Vicente Verdú
Ayer quedé sorprendido cuando un intelectual de primera fila mundial confesó en la mesa, con la mayor desenvoltura y desparpajo, que él no entendía nada de cuestiones estéticas. ¿Se puede poseer un pensamiento brillante y ser opaco a la belleza? No poseer gusto por los colores del mundo, carecer de capacidad para descubrir la belleza no escrita de un cuadro, sufrir la impotencia para distinguir entre una arquitectura de calidad y una horterada ¿puede ser compatible con una inteligencia admirable?

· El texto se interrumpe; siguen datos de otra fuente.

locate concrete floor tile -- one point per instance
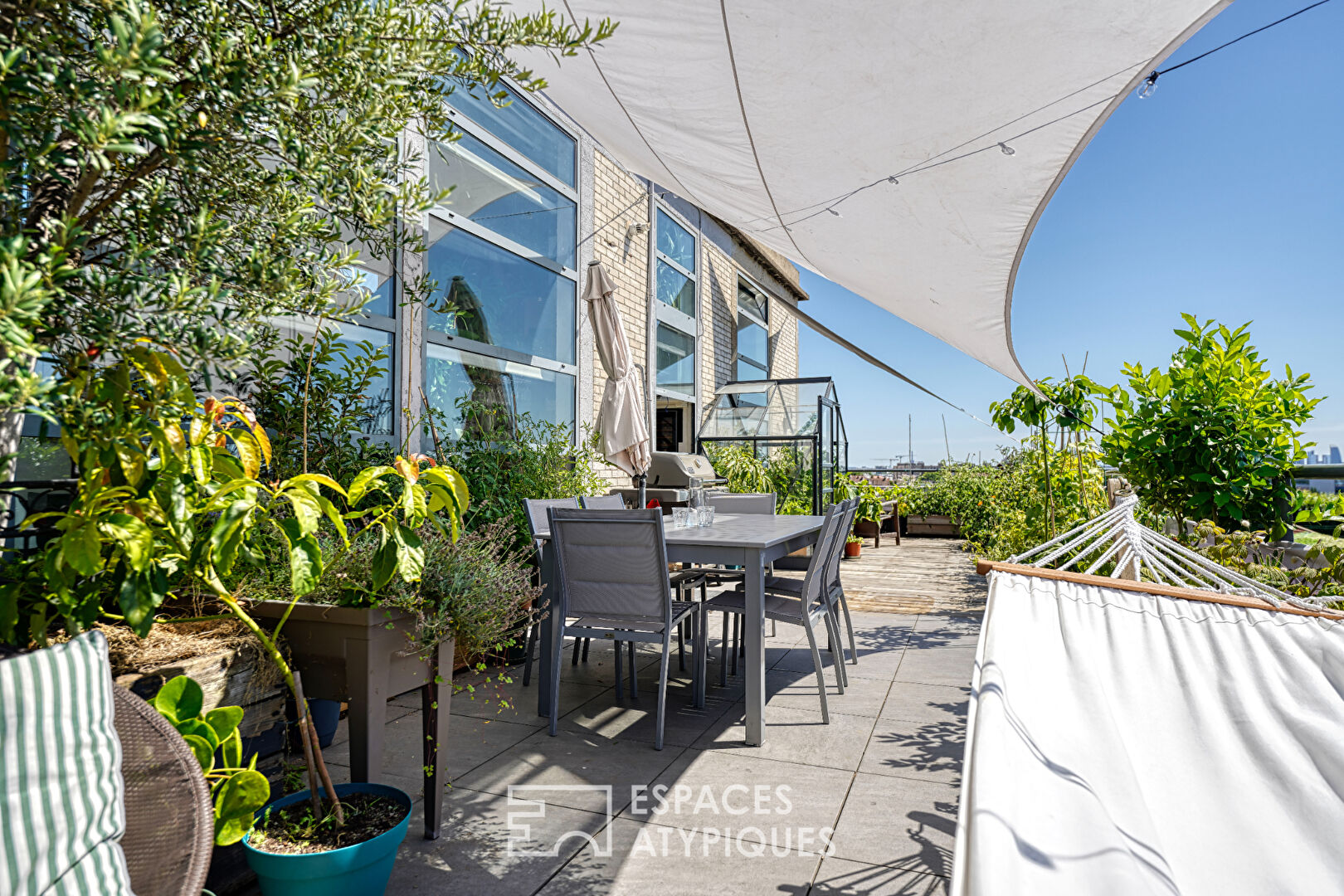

No es la primera vez que tropiezo con autores de este tipo que desmienten con el adefesio de sus ropas o el desatino de sus juicios estéticos la creencia de una mente lúcida que sirve para alumbrarse en todas las direcciones espirituales.
Desde luego, siempre he sospechado del criterio de los pintores, los directores de cine, los escritores o los diseñadores, que elegían mal sus faldas, sus bolsos, sus calcetines o sus corbatas. Sentirse indiferentemente con unas ropas u otras suele ser indicio de poca sensibilidad integral o de una sensibilidad polarizada o profesionalizada. Un poeta, pongamos por caso, no lo es para una especial actividad sino para una general visión del mundo. Un artista tiene que ser, por definición, un esteta. Un intelectual, efectivamente, no es un poeta pero ¿cómo deglutir, sin consecuencias, la declaración de que es un tonto para lo estético? De inmediato, no importa cuánto le admiremos, el hombre o la mujer lúcida se empaña, su clarividencia se ensombrece, su imagen se atasca o se colapsa.